Re: PIX 525 - Two Outside Interface Possible ??

smartin · ‎11-05-2004

In the next week or so we will be moving our public internet access to another ISP.

In doing so I have to change 20 DNS names to the new ISP. I will be moving the DNS information on a Friday (Late).

My question is, is it possible to have two "outside" interfaces connected at the same time in order for DNS to propagate.

laje · ‎11-05-2004

Theorectically, No. This configuration will go against the way ASA works and no information will flow between both interfaces.

mpalardy · ‎11-05-2004

It might be a nightmare...! Since you have a default route to the old ISP. You will have to call the shot to both ISP's.

Contact the old ISP and ask for 2 easy tasks:

1) 72 hours before the change of your ISP ask for a reduction of the "time to live" of your domain. Should be reduced from xx-hours down to 10 minutes.

2) Cease the advertisement of your domain at a precise moment.

Also contact the new ISP and ask how long it will take them to advertise the new DNS' around the globe. After ISP-old ceased advertising your domain. (this will be your downtime)
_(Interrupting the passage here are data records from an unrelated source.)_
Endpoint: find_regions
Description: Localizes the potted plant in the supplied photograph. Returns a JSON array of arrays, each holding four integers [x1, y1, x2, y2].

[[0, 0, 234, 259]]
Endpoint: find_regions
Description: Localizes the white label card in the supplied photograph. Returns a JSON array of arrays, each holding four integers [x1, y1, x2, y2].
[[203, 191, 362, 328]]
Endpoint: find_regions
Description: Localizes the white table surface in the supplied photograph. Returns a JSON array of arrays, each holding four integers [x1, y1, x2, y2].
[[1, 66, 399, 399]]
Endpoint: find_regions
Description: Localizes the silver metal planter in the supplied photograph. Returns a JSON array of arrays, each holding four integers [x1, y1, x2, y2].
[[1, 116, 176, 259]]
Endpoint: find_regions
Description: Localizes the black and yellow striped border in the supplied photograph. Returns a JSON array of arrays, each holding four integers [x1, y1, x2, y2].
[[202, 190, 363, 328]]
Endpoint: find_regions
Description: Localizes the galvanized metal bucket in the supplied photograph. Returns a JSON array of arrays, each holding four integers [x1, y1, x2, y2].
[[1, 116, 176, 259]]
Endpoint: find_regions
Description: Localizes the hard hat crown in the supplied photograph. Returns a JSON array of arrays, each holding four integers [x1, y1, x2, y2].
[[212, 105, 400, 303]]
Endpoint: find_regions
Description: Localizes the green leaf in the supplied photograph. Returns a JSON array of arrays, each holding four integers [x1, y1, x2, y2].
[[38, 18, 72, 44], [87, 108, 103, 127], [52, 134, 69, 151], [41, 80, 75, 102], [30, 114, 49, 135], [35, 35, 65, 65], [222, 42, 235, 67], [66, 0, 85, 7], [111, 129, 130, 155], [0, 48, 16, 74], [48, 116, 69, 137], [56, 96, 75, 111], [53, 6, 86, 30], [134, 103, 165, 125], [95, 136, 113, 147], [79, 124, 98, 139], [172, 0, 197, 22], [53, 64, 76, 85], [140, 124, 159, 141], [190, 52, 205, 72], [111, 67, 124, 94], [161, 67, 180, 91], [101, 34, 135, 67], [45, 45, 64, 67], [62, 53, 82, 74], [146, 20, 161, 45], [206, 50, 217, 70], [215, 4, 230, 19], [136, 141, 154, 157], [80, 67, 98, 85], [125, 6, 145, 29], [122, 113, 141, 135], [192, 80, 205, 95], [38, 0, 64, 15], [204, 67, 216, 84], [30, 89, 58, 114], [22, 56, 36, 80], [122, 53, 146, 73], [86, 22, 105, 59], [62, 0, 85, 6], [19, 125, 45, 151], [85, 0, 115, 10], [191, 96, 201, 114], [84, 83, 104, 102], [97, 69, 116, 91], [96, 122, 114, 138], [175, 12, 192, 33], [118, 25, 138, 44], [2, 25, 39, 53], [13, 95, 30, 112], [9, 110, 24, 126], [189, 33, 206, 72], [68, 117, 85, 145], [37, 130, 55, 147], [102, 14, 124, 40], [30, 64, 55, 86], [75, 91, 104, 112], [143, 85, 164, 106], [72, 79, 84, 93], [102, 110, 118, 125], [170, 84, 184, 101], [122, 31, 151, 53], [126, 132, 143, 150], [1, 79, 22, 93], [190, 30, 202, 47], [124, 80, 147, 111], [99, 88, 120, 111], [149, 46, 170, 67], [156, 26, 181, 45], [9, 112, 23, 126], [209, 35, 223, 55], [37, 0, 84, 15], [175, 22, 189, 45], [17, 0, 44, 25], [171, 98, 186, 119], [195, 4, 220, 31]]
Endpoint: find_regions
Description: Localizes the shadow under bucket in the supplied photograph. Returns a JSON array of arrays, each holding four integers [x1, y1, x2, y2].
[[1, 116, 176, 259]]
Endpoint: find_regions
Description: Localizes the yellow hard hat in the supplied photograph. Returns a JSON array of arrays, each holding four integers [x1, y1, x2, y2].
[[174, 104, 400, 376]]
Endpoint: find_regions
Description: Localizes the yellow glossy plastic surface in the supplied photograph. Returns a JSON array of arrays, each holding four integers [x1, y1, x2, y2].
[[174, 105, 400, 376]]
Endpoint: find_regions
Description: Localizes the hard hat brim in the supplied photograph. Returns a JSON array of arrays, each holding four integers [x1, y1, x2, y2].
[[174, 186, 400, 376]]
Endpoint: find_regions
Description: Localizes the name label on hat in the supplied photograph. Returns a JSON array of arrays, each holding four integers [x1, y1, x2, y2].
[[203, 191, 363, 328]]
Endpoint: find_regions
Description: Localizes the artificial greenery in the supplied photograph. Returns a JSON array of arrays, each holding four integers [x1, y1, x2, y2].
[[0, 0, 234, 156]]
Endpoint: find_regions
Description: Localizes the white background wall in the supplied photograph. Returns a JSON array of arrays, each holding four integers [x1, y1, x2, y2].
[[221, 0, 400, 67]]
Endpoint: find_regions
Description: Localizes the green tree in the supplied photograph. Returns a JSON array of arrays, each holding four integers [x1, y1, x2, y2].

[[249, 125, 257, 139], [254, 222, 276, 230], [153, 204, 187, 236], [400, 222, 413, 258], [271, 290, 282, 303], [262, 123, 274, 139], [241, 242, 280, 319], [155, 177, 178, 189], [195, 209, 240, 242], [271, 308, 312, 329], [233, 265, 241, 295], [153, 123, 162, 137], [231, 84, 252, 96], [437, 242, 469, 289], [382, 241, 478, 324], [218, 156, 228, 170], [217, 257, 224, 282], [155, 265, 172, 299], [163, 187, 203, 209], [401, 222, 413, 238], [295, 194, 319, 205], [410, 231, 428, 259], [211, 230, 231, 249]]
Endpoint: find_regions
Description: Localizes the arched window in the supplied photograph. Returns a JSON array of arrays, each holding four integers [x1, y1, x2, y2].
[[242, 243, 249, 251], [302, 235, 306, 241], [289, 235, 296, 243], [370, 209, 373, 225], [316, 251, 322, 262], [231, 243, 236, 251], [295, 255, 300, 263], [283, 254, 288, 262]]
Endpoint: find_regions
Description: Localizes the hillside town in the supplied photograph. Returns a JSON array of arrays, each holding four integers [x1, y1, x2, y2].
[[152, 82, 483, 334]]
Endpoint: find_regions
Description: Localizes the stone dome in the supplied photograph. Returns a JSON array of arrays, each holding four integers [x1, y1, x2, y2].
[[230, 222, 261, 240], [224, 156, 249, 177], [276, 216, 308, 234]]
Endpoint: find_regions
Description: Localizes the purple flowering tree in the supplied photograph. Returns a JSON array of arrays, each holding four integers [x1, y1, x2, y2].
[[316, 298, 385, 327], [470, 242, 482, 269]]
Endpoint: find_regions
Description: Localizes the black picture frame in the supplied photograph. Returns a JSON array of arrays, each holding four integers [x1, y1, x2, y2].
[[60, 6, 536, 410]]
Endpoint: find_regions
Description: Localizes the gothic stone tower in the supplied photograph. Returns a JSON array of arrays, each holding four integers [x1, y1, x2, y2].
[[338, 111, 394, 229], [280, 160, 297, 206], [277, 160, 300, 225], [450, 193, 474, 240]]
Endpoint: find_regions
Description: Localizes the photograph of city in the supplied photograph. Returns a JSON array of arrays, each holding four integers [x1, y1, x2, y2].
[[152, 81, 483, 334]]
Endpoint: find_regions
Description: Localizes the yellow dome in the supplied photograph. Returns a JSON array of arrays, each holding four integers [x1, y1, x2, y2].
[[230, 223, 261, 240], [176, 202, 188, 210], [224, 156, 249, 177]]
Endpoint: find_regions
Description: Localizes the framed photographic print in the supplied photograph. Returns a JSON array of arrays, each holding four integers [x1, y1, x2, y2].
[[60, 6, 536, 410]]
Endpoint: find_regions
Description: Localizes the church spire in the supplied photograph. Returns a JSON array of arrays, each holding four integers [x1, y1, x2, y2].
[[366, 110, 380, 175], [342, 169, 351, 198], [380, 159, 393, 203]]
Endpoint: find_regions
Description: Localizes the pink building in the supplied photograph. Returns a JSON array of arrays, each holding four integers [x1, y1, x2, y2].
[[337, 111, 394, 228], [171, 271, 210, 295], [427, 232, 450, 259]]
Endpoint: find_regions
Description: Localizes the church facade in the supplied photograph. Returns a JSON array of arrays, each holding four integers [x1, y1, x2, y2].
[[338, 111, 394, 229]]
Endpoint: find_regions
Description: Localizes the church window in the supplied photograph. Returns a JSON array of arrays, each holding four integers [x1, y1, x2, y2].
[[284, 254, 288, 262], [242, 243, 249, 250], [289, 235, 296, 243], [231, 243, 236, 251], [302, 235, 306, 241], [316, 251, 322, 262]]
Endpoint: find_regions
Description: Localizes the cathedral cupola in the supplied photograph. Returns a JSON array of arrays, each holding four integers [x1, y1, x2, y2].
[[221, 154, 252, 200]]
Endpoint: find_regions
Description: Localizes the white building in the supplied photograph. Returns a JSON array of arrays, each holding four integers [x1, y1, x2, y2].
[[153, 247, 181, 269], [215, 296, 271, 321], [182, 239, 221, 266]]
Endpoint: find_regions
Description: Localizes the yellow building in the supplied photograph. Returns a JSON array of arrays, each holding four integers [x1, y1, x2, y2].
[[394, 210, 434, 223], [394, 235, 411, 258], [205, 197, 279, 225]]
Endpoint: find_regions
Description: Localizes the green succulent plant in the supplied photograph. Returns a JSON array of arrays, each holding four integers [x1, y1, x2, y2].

By doing so you will reduce your downtime at the minimum with the best chance of succes.

You also might want to use this link to verify if the job is well done:

http://www.zoneedit.com/lookup.html

Good luck!

Mike

davecs · ‎11-08-2004

hi,

yes it will be a pain.

best way is probably a week before change your DNS expiry/refresh times to 10-15 mins,

wait for THAT change to propegate around the world, then new changes wont take as long.

obviously change the expiry/refresh back after!